# 0: DataDataData

Here's a sample class wrapping the main abstraction, the `Dataset`.

In [None]:
from dataset import Dataset
from sklearn.datasets import fetch_20newsgroups

In [None]:
def guns_dataset_factory(subset='train', labelled=False):
    """ Fetches newsgroup data and returns a Dataset. """
    newsgroups = fetch_20newsgroups(subset=subset)
    
    # Transform to guns or not.
    labels = {i: name == 'talk.politics.guns' for i, name in enumerate(newsgroups.target_names)}
    dataset = Dataset({text: labels[i] for text, i in zip(newsgroups.data, newsgroups.target)})
    
    return dataset

pool = guns_dataset_factory(subset='train')
test = guns_dataset_factory(subset='test')

# 1.1 Annotation & reliability

* TODO Learning curve @ben
* TODO Agreement @ben


In [None]:
from samplers import Random
import itertools
import warnings

warnings.simplefilter(action='ignore', category=FutureWarning)


def run_simulation(sampler, pool, test, seed_size=100):
    """ Run a simulated learning-curve experiment. """
    # get test data
    X_test, y_test = zip(*test.oracle_items)
    # evaluate seed labels if present
    print('..seed..')
    pool.seed(seed_size)
    yield sampler.fit_and_score(pool, X_test, y_test)
    # sample until pool is empty, yielding train/test f1
    for i in itertools.count():
        batch = list(sampler(pool))
        if not batch:
            break
        print('..batch {}..'.format(i))
        for text, label in sampler(pool):
            label = pool.get_oracle_label(text)
            pool.add_label(text, label)
        yield sampler.fit_and_score(pool, X_test, y_test)

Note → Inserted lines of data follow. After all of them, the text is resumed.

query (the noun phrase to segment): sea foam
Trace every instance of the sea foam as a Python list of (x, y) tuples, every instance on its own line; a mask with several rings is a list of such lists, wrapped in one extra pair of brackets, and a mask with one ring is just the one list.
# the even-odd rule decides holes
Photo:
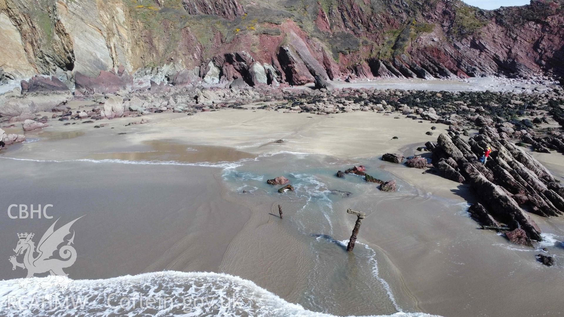
[[(252, 281), (222, 273), (169, 271), (106, 279), (77, 280), (73, 281), (73, 284), (66, 290), (50, 287), (40, 288), (39, 283), (48, 278), (34, 279), (26, 290), (19, 287), (22, 279), (0, 281), (0, 293), (2, 295), (0, 299), (0, 315), (333, 316), (307, 310), (299, 305), (285, 301)], [(41, 307), (41, 302), (37, 302), (37, 298), (53, 294), (61, 301), (70, 298), (69, 302), (73, 300), (83, 302), (77, 305), (71, 305), (69, 307), (64, 306), (65, 309), (54, 305), (43, 305)], [(149, 298), (155, 299), (156, 302), (148, 304), (147, 300)], [(19, 300), (19, 303), (17, 300)], [(36, 303), (34, 301), (36, 301)], [(30, 309), (20, 310), (21, 307)], [(434, 315), (398, 312), (386, 316)]]

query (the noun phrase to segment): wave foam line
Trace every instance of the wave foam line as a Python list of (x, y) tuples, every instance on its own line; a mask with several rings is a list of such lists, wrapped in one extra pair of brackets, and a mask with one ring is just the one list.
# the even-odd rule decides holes
[[(0, 315), (7, 316), (42, 315), (63, 316), (69, 314), (106, 316), (118, 314), (121, 315), (250, 315), (260, 317), (333, 317), (333, 315), (307, 310), (301, 305), (288, 302), (277, 295), (262, 288), (249, 280), (223, 273), (206, 272), (178, 272), (168, 271), (145, 273), (135, 276), (126, 275), (99, 280), (77, 280), (68, 289), (41, 288), (38, 285), (46, 281), (49, 278), (37, 278), (27, 290), (19, 288), (22, 279), (0, 281)], [(14, 296), (27, 296), (23, 304), (29, 305), (33, 296), (41, 297), (56, 293), (59, 298), (64, 296), (83, 296), (86, 299), (83, 307), (62, 311), (51, 309), (49, 305), (37, 310), (19, 310), (8, 306), (8, 298)], [(165, 298), (172, 297), (171, 307), (160, 309), (155, 313), (153, 306), (131, 305), (125, 308), (114, 308), (118, 302), (108, 305), (108, 297), (111, 294), (135, 299), (142, 298)], [(219, 303), (222, 301), (233, 299), (237, 305), (210, 307), (202, 305), (186, 305), (186, 298), (213, 298)], [(120, 297), (117, 297), (118, 299)], [(138, 297), (137, 297), (138, 298)], [(197, 302), (197, 301), (193, 302)], [(179, 304), (177, 305), (176, 304)], [(188, 314), (187, 314), (188, 313)], [(372, 315), (372, 317), (440, 317), (422, 312), (399, 311), (391, 315)]]
[(46, 162), (52, 163), (67, 163), (69, 162), (89, 162), (91, 163), (118, 163), (122, 164), (133, 164), (143, 165), (179, 165), (190, 166), (205, 166), (212, 168), (233, 168), (240, 166), (243, 163), (248, 159), (243, 159), (236, 162), (218, 162), (213, 163), (210, 162), (198, 162), (196, 163), (186, 163), (178, 162), (177, 161), (130, 161), (128, 160), (120, 160), (117, 158), (104, 158), (103, 160), (94, 160), (92, 158), (80, 158), (78, 160), (64, 160), (58, 161), (56, 160), (33, 160), (32, 158), (17, 158), (15, 157), (6, 157), (0, 156), (0, 158), (7, 158), (10, 160), (15, 160), (16, 161), (28, 161), (32, 162)]

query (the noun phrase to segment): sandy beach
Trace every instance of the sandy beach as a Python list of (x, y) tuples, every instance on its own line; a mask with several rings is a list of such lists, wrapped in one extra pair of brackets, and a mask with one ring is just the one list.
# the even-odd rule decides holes
[[(435, 135), (447, 128), (395, 116), (249, 109), (155, 115), (127, 126), (131, 118), (118, 118), (100, 129), (55, 122), (27, 133), (31, 142), (0, 157), (7, 166), (2, 191), (12, 197), (1, 207), (48, 202), (61, 222), (86, 214), (76, 224), (80, 255), (68, 272), (75, 279), (226, 273), (337, 315), (529, 316), (539, 312), (532, 302), (544, 314), (559, 311), (560, 268), (534, 261), (534, 250), (474, 230), (466, 186), (380, 159), (420, 153), (415, 149), (435, 138), (425, 134), (431, 126)], [(285, 142), (273, 142), (278, 139)], [(559, 155), (536, 156), (562, 177)], [(386, 193), (358, 177), (334, 178), (358, 164), (396, 179), (400, 190)], [(279, 194), (266, 184), (281, 175), (296, 192)], [(333, 189), (352, 196), (328, 193)], [(352, 257), (338, 242), (354, 224), (349, 208), (368, 215)], [(39, 232), (51, 221), (3, 217), (0, 235), (14, 243), (16, 231)], [(561, 219), (535, 220), (553, 238), (537, 248), (560, 243)], [(5, 244), (0, 252), (12, 247)], [(0, 268), (4, 279), (19, 276), (10, 268)]]

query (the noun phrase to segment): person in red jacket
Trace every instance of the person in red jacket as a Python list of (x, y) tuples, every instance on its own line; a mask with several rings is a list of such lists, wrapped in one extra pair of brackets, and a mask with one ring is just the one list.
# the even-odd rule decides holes
[(488, 147), (487, 149), (486, 149), (486, 152), (484, 152), (484, 164), (486, 164), (486, 162), (488, 160), (488, 157), (490, 157), (490, 154), (491, 152), (492, 152), (492, 148), (491, 147)]

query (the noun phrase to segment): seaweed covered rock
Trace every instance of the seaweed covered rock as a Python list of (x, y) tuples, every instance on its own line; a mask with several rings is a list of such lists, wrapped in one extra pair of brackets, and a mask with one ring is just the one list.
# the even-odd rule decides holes
[(488, 213), (487, 210), (479, 202), (474, 204), (468, 208), (468, 212), (473, 219), (477, 221), (482, 226), (490, 226), (491, 227), (501, 227), (501, 225), (492, 215)]
[(383, 161), (391, 162), (392, 163), (401, 163), (404, 158), (405, 157), (404, 157), (403, 155), (399, 153), (386, 153), (382, 156), (382, 160)]
[(286, 185), (285, 186), (284, 186), (284, 187), (282, 187), (281, 188), (278, 190), (278, 192), (279, 192), (279, 193), (283, 193), (283, 192), (284, 192), (286, 191), (294, 191), (294, 187), (292, 186), (292, 185), (288, 184), (288, 185)]
[(423, 169), (428, 167), (429, 163), (427, 162), (427, 159), (425, 157), (416, 155), (412, 158), (408, 160), (406, 162), (406, 165), (410, 168)]
[(396, 190), (396, 186), (395, 180), (393, 179), (380, 184), (380, 189), (384, 192), (395, 192)]
[(266, 181), (266, 183), (270, 185), (284, 185), (289, 182), (290, 180), (283, 176), (279, 176), (278, 177), (268, 179)]
[(539, 258), (539, 261), (540, 261), (540, 263), (547, 266), (552, 266), (554, 265), (554, 258), (550, 256), (537, 254), (536, 257)]
[(378, 183), (378, 184), (381, 184), (384, 182), (384, 180), (372, 177), (368, 174), (364, 174), (364, 180), (369, 183)]

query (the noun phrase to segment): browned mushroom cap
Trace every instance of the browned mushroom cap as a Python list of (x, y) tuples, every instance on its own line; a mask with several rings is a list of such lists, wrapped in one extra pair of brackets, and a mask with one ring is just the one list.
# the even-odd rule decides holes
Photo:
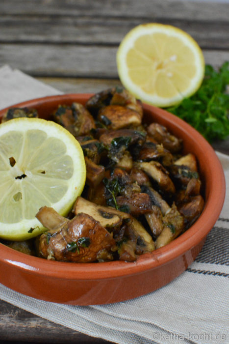
[(184, 155), (174, 163), (178, 166), (186, 166), (191, 171), (197, 172), (197, 163), (196, 157), (191, 153)]
[(96, 204), (82, 197), (78, 197), (73, 207), (75, 215), (85, 213), (90, 215), (105, 228), (120, 227), (124, 218), (129, 218), (128, 214), (117, 210), (111, 207)]
[(185, 190), (186, 195), (189, 196), (195, 196), (200, 195), (201, 182), (200, 179), (191, 178), (188, 183)]
[(120, 209), (126, 209), (133, 216), (152, 212), (151, 201), (147, 194), (133, 193), (130, 197), (118, 196), (116, 201)]
[(90, 262), (97, 260), (101, 250), (108, 253), (115, 248), (112, 235), (91, 216), (81, 213), (63, 227), (43, 234), (39, 250), (48, 259)]
[(157, 237), (155, 245), (158, 249), (175, 239), (184, 228), (184, 219), (174, 203), (170, 211), (163, 218), (163, 229)]
[(204, 206), (204, 201), (200, 195), (190, 197), (189, 201), (179, 204), (179, 211), (189, 222), (193, 223), (200, 216)]
[(170, 207), (168, 203), (163, 199), (161, 196), (153, 188), (146, 185), (141, 187), (142, 192), (144, 192), (149, 195), (150, 197), (152, 204), (156, 205), (160, 209), (162, 215), (165, 216), (170, 210)]
[(166, 128), (158, 123), (152, 123), (147, 128), (147, 132), (159, 143), (172, 153), (177, 153), (182, 148), (182, 140), (169, 133)]
[(155, 180), (160, 188), (164, 192), (169, 193), (175, 192), (175, 187), (168, 175), (168, 172), (159, 163), (156, 161), (137, 163), (136, 167), (142, 170)]
[(139, 169), (132, 169), (129, 176), (132, 181), (136, 181), (138, 184), (141, 185), (148, 185), (151, 186), (151, 183), (147, 174), (142, 170)]
[(72, 110), (75, 120), (75, 136), (85, 135), (88, 134), (92, 129), (95, 128), (96, 125), (93, 117), (82, 104), (73, 103)]
[(173, 157), (162, 144), (146, 142), (139, 151), (137, 159), (142, 161), (159, 160), (163, 166), (169, 166), (173, 163)]
[(146, 214), (145, 217), (150, 226), (152, 233), (156, 237), (162, 232), (163, 228), (162, 213), (159, 207), (153, 205), (152, 212)]
[(141, 102), (136, 100), (128, 91), (119, 86), (95, 94), (88, 100), (86, 107), (94, 116), (97, 116), (102, 108), (110, 105), (126, 106), (136, 111), (142, 117), (143, 109)]
[(173, 165), (168, 168), (174, 182), (178, 187), (187, 186), (190, 179), (199, 179), (199, 174), (193, 171), (188, 166)]
[(86, 183), (91, 187), (95, 188), (104, 177), (105, 168), (95, 164), (86, 156), (84, 160), (87, 171)]
[(108, 105), (102, 108), (98, 118), (108, 129), (114, 130), (131, 125), (139, 125), (141, 123), (138, 113), (121, 105)]
[(110, 104), (114, 91), (115, 89), (113, 88), (96, 93), (88, 99), (85, 105), (86, 108), (93, 116), (96, 116), (102, 108)]
[(36, 217), (48, 229), (56, 229), (69, 222), (69, 220), (60, 215), (53, 208), (42, 207)]
[(130, 138), (130, 145), (136, 144), (142, 146), (146, 141), (144, 133), (133, 129), (123, 129), (104, 133), (100, 137), (100, 141), (104, 144), (109, 145), (114, 139), (121, 137)]

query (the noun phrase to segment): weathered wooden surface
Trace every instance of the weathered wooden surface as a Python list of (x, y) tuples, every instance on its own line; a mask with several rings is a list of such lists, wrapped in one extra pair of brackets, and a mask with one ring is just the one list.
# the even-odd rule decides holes
[[(116, 54), (134, 26), (184, 29), (218, 67), (229, 60), (229, 3), (187, 0), (0, 0), (0, 67), (8, 64), (65, 93), (120, 85)], [(229, 140), (214, 148), (229, 154)], [(0, 300), (0, 342), (106, 343)]]

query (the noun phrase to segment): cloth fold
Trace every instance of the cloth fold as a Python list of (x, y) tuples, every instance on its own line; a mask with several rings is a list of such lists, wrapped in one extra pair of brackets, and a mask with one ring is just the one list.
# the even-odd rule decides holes
[[(8, 66), (0, 68), (0, 109), (62, 93)], [(116, 343), (229, 343), (229, 156), (217, 155), (226, 179), (224, 207), (196, 261), (167, 286), (133, 300), (90, 306), (37, 300), (0, 284), (0, 298), (56, 323)]]

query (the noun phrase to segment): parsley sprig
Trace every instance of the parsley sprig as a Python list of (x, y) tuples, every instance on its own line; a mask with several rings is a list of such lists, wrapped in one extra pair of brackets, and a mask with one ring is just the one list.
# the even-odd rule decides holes
[(229, 62), (216, 71), (206, 65), (202, 84), (192, 97), (166, 110), (195, 128), (209, 142), (229, 135)]

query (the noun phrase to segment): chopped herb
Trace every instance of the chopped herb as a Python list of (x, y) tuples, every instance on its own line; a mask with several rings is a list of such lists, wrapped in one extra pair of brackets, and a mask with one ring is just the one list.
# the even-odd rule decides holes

def run_n_simulations(sampler, pool, test, n=5, seed_size=3000):
    """
    Run n simulated learning-curve experiments.
    
    sampler - an function for sampling from pool
    pool - pool dataset (with oracle labels)
    test - test dataset (with oracle labels)
    n - number of experiments for confidence intervals (default=10)
    seed_size - seed pool with this many labelled items
    """
    # run simulations
    runs = []
    for i in range(n):
        print('Running simulation {}..'.format(i))
        runs.append(zip(*list(run_simulation(sampler, pool.copy, test, seed_size=seed_size))))
    # return train_sizes, train_scores, test_scores
    return (list(zip(*i)) for i in zip(*runs))


# run a simulated experiment and plot learning curve
random_sampler = Random(batch_size=3000)
train_sizes, train_scores, test_scores = run_n_simulations(random_sampler, pool, test)

In [None]:
print(train_sizes)
print(train_scores)
print(test_scores)

In [None]:
import numpy as np
import matplotlib.pyplot as plt


def plot_learning_curve(train_sizes, train_scores, test_scores):
    plt.clf()
    plt.figure()
    plt.xlabel("N training examples")
    plt.ylabel("F1 score")
    train_sizes_mean = np.mean(train_sizes, axis=1)
    train_scores_mean = np.mean(train_scores, axis=1)
    train_scores_std = np.std(train_scores, axis=1)
    test_scores_mean = np.mean(test_scores, axis=1)
    test_scores_std = np.std(train_scores, axis=1)
    plt.grid()
    
    plt.fill_between(train_sizes_mean, train_scores_mean - train_scores_std,
                     train_scores_mean + train_scores_std, alpha=0.1,
                     color="r")
    plt.fill_between(train_sizes_mean, test_scores_mean - test_scores_std,
                     test_scores_mean + test_scores_std, alpha=0.1,
                     color="g")
    plt.plot(train_sizes_mean, train_scores_mean, 'o-', color="r",
             label="Training score")
    plt.plot(train_sizes_mean, test_scores_mean, 'o-', color="g",
             label="Test score")
    
    plt.legend(loc="best")
    return plt
    

plot_learning_curve(np.asarray(train_sizes), np.asarray(train_scores), np.asarray(test_scores))
plt.show()

## Samplers

For example, a random unlabelled sampler.

## Manually label some examples

In [None]:
from annotator import AnnotationPane
from samplers import Random

pane = AnnotationPane(pool, Random(10))

## See our new labels in the dataset

In [None]:
print(pool.label_distribution)